When reading data in python with some preprocessing, threading works very bad due to GIL, so Multiprocessing is the natual choice. However, if the data is large enough and we need IPC over Queue for the main process having GPU, this IPC becomes overhead, it takes about 300[ms] based on this prelimilary experiment. To circumvent this, we can use SharedMemory.
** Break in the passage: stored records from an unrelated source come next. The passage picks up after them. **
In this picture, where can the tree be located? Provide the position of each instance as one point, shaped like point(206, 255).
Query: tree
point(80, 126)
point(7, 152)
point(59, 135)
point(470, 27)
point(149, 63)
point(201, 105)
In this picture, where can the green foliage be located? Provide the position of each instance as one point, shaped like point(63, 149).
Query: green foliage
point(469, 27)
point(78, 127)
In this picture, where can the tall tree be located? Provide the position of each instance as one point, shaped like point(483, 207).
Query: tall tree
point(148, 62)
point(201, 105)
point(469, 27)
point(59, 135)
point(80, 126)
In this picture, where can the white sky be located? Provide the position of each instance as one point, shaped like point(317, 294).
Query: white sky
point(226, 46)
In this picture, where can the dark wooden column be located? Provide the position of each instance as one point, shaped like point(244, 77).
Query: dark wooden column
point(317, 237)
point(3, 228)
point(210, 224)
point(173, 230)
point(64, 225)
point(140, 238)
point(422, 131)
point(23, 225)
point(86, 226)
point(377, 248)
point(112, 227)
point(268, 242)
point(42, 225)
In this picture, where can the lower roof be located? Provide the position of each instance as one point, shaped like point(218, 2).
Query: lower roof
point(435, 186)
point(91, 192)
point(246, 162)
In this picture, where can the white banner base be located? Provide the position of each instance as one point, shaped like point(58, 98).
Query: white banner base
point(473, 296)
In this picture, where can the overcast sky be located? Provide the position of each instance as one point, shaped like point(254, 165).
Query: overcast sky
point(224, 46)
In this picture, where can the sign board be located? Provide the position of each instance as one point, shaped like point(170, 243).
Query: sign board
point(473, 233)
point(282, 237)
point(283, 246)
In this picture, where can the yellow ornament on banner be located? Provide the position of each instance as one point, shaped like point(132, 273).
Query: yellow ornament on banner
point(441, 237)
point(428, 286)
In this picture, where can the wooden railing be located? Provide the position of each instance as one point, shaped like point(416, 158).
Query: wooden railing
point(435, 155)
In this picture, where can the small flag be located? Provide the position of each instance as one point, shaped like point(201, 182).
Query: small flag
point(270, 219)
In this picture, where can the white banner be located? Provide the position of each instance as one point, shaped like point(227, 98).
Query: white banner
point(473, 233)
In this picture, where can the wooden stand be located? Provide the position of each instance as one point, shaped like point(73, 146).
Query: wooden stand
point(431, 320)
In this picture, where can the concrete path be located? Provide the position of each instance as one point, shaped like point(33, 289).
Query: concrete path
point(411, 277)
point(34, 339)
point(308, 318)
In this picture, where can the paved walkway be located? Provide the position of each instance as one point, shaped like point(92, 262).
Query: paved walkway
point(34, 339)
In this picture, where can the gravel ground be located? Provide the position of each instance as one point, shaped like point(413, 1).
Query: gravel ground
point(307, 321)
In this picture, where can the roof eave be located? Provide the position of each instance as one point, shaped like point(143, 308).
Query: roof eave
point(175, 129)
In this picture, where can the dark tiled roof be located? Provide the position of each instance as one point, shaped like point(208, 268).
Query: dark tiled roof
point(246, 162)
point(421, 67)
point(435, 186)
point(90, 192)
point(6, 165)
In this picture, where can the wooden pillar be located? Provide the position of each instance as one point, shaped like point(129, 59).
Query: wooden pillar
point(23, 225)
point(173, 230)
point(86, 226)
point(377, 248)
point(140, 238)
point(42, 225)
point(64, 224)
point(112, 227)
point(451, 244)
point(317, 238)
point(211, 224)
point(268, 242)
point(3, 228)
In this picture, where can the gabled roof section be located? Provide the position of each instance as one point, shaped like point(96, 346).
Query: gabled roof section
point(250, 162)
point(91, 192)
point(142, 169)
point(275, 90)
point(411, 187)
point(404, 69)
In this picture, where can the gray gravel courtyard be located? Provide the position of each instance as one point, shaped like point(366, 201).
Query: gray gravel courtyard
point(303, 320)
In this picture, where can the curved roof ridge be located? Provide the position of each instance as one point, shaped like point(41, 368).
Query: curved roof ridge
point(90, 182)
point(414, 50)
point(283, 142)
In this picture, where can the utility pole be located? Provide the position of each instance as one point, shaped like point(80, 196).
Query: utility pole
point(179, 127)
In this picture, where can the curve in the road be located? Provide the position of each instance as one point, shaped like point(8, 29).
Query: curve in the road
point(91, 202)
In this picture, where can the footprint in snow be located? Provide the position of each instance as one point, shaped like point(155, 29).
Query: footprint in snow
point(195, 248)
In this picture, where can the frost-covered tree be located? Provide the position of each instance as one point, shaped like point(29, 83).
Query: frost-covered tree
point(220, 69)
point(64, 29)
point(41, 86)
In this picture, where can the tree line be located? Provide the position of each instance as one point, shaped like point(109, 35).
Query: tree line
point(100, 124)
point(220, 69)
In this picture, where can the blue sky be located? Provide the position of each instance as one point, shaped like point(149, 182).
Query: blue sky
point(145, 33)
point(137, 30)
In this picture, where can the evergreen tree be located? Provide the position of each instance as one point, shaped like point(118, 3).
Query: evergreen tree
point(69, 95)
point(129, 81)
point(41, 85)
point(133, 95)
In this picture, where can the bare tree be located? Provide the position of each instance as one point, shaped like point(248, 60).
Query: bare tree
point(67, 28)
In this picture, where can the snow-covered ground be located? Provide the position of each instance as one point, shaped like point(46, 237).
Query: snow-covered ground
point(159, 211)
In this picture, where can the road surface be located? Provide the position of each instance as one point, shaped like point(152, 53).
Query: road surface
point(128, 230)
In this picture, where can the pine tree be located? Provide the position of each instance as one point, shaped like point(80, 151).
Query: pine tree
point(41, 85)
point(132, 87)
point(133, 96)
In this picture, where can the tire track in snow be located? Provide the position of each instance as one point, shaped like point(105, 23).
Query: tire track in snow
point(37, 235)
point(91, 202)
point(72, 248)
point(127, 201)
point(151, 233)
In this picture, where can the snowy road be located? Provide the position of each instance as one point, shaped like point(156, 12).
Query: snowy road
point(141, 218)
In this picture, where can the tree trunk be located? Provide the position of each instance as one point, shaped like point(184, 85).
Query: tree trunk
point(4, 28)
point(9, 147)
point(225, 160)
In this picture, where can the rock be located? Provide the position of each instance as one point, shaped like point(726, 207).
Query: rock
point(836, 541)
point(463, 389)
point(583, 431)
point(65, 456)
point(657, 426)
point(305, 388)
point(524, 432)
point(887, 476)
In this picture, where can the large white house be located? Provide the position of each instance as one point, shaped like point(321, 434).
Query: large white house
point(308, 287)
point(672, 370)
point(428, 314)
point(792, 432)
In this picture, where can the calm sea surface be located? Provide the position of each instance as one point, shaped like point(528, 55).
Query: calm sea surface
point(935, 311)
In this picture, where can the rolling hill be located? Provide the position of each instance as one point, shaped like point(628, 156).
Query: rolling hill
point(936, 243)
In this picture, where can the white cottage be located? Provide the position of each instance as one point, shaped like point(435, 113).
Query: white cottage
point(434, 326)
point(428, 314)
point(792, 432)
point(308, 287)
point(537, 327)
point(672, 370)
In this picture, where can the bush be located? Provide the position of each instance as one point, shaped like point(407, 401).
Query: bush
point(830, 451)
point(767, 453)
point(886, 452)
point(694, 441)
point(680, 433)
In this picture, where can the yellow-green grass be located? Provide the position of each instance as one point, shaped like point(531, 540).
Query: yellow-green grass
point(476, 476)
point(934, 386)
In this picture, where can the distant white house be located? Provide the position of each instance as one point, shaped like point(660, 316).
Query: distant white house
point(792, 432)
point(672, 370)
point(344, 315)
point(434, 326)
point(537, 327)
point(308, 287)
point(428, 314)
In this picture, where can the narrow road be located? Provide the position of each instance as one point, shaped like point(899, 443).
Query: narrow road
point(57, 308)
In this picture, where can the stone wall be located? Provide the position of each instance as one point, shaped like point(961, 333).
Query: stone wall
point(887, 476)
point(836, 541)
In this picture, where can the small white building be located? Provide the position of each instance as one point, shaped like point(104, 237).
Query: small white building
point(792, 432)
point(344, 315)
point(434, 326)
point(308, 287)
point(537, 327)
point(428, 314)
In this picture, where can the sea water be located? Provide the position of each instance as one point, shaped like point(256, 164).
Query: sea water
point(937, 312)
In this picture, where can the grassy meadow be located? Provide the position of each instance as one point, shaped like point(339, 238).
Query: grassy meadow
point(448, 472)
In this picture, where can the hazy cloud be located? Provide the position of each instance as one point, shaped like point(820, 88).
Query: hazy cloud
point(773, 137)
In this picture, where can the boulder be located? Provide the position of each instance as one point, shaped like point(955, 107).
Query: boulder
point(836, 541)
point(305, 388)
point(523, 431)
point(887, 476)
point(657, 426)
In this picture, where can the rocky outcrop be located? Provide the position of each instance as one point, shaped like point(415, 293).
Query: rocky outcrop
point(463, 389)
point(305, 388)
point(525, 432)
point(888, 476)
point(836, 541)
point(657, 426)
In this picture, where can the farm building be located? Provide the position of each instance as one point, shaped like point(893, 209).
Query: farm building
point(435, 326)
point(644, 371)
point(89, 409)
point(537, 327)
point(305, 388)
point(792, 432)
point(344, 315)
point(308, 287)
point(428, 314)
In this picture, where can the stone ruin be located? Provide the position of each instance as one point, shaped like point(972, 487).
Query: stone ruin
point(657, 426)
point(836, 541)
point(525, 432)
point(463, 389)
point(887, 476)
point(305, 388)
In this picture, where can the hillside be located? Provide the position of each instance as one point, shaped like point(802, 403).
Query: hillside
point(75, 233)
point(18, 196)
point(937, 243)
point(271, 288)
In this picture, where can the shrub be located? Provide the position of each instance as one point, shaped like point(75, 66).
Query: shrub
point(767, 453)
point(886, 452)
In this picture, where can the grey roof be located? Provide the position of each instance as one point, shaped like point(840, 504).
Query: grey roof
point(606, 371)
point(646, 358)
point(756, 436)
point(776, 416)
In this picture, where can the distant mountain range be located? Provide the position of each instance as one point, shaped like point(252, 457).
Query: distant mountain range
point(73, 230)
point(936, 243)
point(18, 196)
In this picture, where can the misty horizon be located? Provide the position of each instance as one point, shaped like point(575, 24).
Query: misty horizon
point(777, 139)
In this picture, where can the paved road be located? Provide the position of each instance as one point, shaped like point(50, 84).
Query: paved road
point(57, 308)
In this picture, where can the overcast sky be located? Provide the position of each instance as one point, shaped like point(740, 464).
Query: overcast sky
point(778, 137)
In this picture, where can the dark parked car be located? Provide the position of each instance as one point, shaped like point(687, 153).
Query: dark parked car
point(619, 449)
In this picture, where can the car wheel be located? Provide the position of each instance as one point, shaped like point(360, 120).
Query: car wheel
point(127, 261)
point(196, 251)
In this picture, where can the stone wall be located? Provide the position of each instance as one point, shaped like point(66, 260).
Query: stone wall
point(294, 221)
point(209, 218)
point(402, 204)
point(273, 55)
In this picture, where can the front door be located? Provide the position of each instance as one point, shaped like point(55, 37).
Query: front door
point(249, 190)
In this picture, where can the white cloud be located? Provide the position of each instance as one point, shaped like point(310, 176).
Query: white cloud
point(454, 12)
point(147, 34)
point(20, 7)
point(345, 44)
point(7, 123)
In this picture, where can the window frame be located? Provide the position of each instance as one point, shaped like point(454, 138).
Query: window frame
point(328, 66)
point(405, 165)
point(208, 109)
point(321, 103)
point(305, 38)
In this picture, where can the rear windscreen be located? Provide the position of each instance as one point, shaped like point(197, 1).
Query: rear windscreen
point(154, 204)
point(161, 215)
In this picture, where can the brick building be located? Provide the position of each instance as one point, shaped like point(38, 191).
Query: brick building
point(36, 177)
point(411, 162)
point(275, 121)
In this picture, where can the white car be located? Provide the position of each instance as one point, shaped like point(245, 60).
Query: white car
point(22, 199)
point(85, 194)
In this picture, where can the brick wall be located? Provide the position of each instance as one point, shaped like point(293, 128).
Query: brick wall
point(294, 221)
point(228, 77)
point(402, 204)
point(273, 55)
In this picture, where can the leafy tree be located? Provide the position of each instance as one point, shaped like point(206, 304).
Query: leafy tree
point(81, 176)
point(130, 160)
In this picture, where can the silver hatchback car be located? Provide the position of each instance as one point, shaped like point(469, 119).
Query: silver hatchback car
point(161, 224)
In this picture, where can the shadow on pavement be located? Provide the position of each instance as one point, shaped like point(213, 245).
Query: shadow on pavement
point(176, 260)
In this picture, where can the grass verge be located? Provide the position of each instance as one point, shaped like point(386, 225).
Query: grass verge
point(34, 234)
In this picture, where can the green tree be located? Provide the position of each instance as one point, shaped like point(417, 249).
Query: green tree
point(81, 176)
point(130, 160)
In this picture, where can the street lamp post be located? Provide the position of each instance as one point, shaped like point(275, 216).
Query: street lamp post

I did the following expeirments.
- Use multiprocessing.sharedctypes.Array as SharedMermoy -- I would like to use it as a data store, Shared Memory should have R/W lock.
- Assume data is already read in the memory by a worker process.
- Shape are known.
- It will be fed into SharedMemroy and the main thread read from it.
- As comparison, use IPC with multiprocess.Queue.
$ python data_with_queue.py
Parent:0.445959091187[s]
$ python data_with_shmarray.py
/usr/local/lib/python2.7/dist-packages/numpy/ctypeslib.py:435: RuntimeWarning: Item size computed from the PEP 3118 buffer format string does not match the actual item size.
return array(obj, copy=False)
Parent:0.0340781211853[s]
/usr/local/lib/python2.7/dist-packages/numpy/ctypeslib.py:435: RuntimeWarning: Item size computed from the PEP 3118 buffer format string does not match the actual item size.
return array(obj, copy=False)
init-val:0.102639386732, changed-val:1000.0
SahredArray is 10-fold fast! If data shape is known in advance, it should be used; otherwise, secure the large memory in advance, then do some logic to use that memroy region efficiently.